The “Silly Walk off a Cliff” cover that appeared on the July 4 issue of the New Yorker following Britain’s Brexit vote reminded me that it was high time I got to John Cleese’s autobiography So, Anyway... Cleese writes in a winning, self-effacing way about the first half of his life: his parents, his childhood, his schooling, and his early career as a stage performer, up until the formation of Monty Python’s Flying Circus. Like any Englishman of his generation, he’s acutely sensitive to class. Where George Orwell once described himself as belonging to the lower-upper-middle class, Cleese indicates that his own background is “upper-upper-lower-middle class.”

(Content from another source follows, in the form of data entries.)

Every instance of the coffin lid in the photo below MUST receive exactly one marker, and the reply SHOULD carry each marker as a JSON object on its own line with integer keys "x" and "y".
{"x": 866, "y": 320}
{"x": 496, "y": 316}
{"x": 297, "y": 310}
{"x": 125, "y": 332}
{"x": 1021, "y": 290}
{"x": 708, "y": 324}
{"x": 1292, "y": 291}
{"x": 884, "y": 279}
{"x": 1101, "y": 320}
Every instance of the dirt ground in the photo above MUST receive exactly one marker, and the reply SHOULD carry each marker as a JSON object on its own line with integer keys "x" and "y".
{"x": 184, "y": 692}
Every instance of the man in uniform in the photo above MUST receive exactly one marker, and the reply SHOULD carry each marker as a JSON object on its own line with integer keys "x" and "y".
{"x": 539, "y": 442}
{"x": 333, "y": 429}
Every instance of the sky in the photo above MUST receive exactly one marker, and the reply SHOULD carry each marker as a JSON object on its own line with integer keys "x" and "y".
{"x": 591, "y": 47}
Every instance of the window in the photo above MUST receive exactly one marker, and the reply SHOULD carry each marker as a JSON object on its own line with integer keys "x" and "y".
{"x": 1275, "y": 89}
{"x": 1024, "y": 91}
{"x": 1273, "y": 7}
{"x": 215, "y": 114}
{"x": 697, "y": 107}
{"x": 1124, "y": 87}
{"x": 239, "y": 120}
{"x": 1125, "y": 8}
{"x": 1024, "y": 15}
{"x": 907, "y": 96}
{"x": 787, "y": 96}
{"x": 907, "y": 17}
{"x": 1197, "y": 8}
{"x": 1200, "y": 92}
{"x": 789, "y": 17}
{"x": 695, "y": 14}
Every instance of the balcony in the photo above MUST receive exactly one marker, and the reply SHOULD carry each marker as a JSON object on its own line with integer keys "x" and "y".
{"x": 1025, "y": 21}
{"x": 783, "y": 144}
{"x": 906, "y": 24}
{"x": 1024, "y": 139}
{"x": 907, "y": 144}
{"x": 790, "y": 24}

Cleese is as funny on the page as he is, say, in the role of Basil Fawlty, the irascible hotel keeper of the BBC series Fawlty Towers. I laughed aloud more than once. As a P.G. Wodehouse fan, I delighted in an anecdote about one of Wodehouse’s brothers, whom Cleese’s father met in India. Besides displaying incredible sexual naivety, this Wodehouse was without a sense of humor. As a rule, Cleese speaks generously of others, such as the comedian Peter Sellers, whom he much admired. But he can’t resist taking a swipe at the late Graham Chapman, his fellow Python, who, evidently jealous of Cleese’s talent, could be petty and mean. Cleese denies that he was shocked, as Chapman claimed, when his long-time friend came out as gay, though he admits that “I was very, very, very, very, very, very, very, very, very, very, very surprised.”
Toward the end, he gives a wonderful catalogue of the demands one must put up with on becoming a celebrity. I hope Cleese is currently hard at work on a sequel that will cover the second half of his life.